Use the T symbol to send text into Notepad, then copy and paste from there into the various tools.

 

General Notes

Terminology

https://learn.microsoft.com/en-us/fabric/get-started/fabric-terminology

Warehouse or Lakehouse?

Lakehouses are for all types of data. The primary interaction with them will be through Spark notebooks and jobs or through BI tools. There is read-only access to them using a SQL Analytics Endpoint. Under the hood they are delta parquet files in a data lake.

Warehouses are for structured and semistructired data. The primary interaction will be through SQL. They are our traditional columnstore data warehouses, for Kimball style star- and snowflake-schema models. They support multi-table transactions (which Lakehouses do not). Under the hood they are also delta files.

https://learn.microsoft.com/en-nz/fabric/get-started/decision-guide-lakehouse-warehouse

Or EventHouse? Or Fabric SQL database? Or PowerBI Datamart?

Fabric SQL databases are our even-more-traditional databases for OLTP operations. The primary interactuon will be through SQL. Under the hood they are Azure SQL Database resources.

Eventhouses are for realtime and near-realtime event data.

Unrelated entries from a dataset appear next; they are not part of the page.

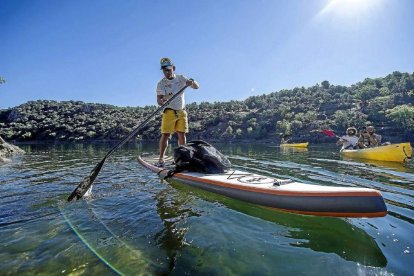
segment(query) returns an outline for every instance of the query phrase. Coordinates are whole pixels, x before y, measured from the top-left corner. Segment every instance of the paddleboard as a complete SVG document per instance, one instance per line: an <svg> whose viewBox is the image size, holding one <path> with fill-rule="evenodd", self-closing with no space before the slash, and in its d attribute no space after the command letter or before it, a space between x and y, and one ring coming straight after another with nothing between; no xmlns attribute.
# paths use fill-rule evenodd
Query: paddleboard
<svg viewBox="0 0 414 276"><path fill-rule="evenodd" d="M166 158L164 168L154 165L157 160L158 156L151 154L138 157L141 165L164 179L174 169L173 160ZM382 217L387 214L381 193L370 188L313 185L233 169L222 174L184 171L167 177L166 181L179 181L230 198L304 215Z"/></svg>

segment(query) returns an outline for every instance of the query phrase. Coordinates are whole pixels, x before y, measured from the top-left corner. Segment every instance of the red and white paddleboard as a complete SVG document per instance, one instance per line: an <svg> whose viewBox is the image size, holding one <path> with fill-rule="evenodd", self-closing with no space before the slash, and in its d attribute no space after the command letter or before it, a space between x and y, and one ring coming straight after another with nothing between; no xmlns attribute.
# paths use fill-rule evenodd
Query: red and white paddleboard
<svg viewBox="0 0 414 276"><path fill-rule="evenodd" d="M138 161L161 178L174 169L171 158L166 159L164 168L153 165L158 161L155 155L142 155ZM170 180L285 212L333 217L382 217L387 214L381 193L369 188L305 184L239 170L223 174L184 171L175 173Z"/></svg>

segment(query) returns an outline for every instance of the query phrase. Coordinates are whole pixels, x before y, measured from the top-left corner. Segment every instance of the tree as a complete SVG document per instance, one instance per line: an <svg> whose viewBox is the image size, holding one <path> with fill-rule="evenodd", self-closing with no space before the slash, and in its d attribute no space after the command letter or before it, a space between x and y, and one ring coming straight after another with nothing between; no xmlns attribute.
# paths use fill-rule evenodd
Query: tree
<svg viewBox="0 0 414 276"><path fill-rule="evenodd" d="M414 130L414 107L406 104L398 105L388 109L386 114L386 117L391 119L404 132Z"/></svg>

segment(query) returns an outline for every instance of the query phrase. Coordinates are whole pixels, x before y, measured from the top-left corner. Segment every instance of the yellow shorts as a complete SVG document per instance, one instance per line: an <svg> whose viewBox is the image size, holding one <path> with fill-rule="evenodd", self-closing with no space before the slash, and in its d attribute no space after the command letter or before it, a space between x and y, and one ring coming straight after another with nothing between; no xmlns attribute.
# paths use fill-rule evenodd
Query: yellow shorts
<svg viewBox="0 0 414 276"><path fill-rule="evenodd" d="M162 113L161 133L188 132L188 118L185 110L166 109Z"/></svg>

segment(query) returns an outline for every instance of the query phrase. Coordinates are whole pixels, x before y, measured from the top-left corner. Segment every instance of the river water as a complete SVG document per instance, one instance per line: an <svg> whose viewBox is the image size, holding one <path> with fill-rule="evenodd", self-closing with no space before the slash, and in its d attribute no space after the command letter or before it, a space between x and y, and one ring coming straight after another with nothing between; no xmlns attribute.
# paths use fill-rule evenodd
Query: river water
<svg viewBox="0 0 414 276"><path fill-rule="evenodd" d="M343 160L335 145L215 145L240 170L380 190L389 211L332 218L161 182L136 160L155 144L116 151L92 196L68 203L111 145L20 146L0 166L2 275L413 275L413 163Z"/></svg>

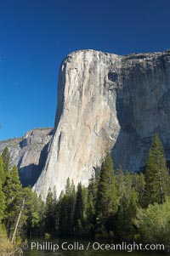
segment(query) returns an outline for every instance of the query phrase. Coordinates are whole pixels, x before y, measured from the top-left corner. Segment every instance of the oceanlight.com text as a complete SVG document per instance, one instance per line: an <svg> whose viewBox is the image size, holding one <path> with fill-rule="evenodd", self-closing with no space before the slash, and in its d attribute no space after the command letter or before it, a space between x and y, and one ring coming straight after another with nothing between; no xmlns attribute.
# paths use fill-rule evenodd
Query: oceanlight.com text
<svg viewBox="0 0 170 256"><path fill-rule="evenodd" d="M55 243L54 242L31 242L31 244L26 244L22 247L23 249L30 248L31 251L164 251L165 246L163 244L142 244L142 243L102 243L99 242L89 242L86 244L79 242L63 242L62 243Z"/></svg>

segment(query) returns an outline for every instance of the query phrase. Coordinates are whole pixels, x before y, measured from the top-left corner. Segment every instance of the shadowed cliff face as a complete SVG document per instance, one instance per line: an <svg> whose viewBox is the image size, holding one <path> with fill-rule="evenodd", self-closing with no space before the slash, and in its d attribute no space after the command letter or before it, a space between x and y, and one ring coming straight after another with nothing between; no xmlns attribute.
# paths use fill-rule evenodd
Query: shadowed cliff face
<svg viewBox="0 0 170 256"><path fill-rule="evenodd" d="M107 150L116 167L139 170L156 132L167 153L169 89L169 51L69 54L60 68L55 132L36 191L45 198L55 186L59 196L68 177L87 185Z"/></svg>
<svg viewBox="0 0 170 256"><path fill-rule="evenodd" d="M27 132L23 138L0 141L0 152L6 146L8 148L10 164L18 167L23 186L33 185L37 180L48 156L52 135L51 128L40 128Z"/></svg>

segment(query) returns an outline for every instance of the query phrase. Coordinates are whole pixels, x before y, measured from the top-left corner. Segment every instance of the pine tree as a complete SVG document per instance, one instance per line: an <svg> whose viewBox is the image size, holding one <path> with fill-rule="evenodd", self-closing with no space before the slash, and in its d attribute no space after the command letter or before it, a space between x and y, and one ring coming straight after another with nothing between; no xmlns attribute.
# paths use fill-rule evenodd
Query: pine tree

The primary interaction will be through KQL or SQL, though the document below does also mention no-code.

https://learn.microsoft.com/en-nz/fabric/get-started/decision-guide-data-store

Or…?

Azure Cache for Redis, Microsoft Dataverse, the Synapse Analytics data stores, and of course Azure SQL Database, Azure Database for MySQL, Azure Database for MariaDB, and Azure Database for PostGres.

Sheesh.

 

Learning Path: Get started with Microsoft Fabric

OneLake

Note that there is only one OneLake per tenant. This is to avoid data silos.

Scala

Scala is not a "Java-based scripting language". It's a statically-typed compiled object-oriented programming language that uses the Java VM.

"In practice, most data engineering and analytics workloads are accomplished using a combination of PySpark and Spark SQL." [citation required]

Module: Work with Delta Lake tables in Microsoft Fabric

Review question 1

The answer they give is a horrible description of Delta Lake

From delta.io:
Delta Lake is an open-source storage framework that enables building a format agnostic Lakehouse architecture with compute engines including Spark, PrestoDB, Flink, Trino, Hive, Snowflake, Google BigQuery, Athena, Redshift, Databricks, Azure Fabric and APIs for Scala, Java, Rust, and Python. With Delta Universal Format aka UniForm, you can read now Delta tables with Iceberg and Hudi clients.

Optimize delta tables

https://delta.io/blog/2023-01-25-delta-lake-small-file-compaction-optimize/

 

Learning Path: Implement a data warehouse with Microsoft Fabric

 

Learning Path: Work with semantic models in Microsoft Fabric

 

Learning Path: Administer and govern Microsoft Fabric

 

Lab 05: Analyze data in a data warehouse

Coding Style

Note that using a "v" prefix in the view "vSalesByRegion" (a convention called Systems Hungarian) is poor practice.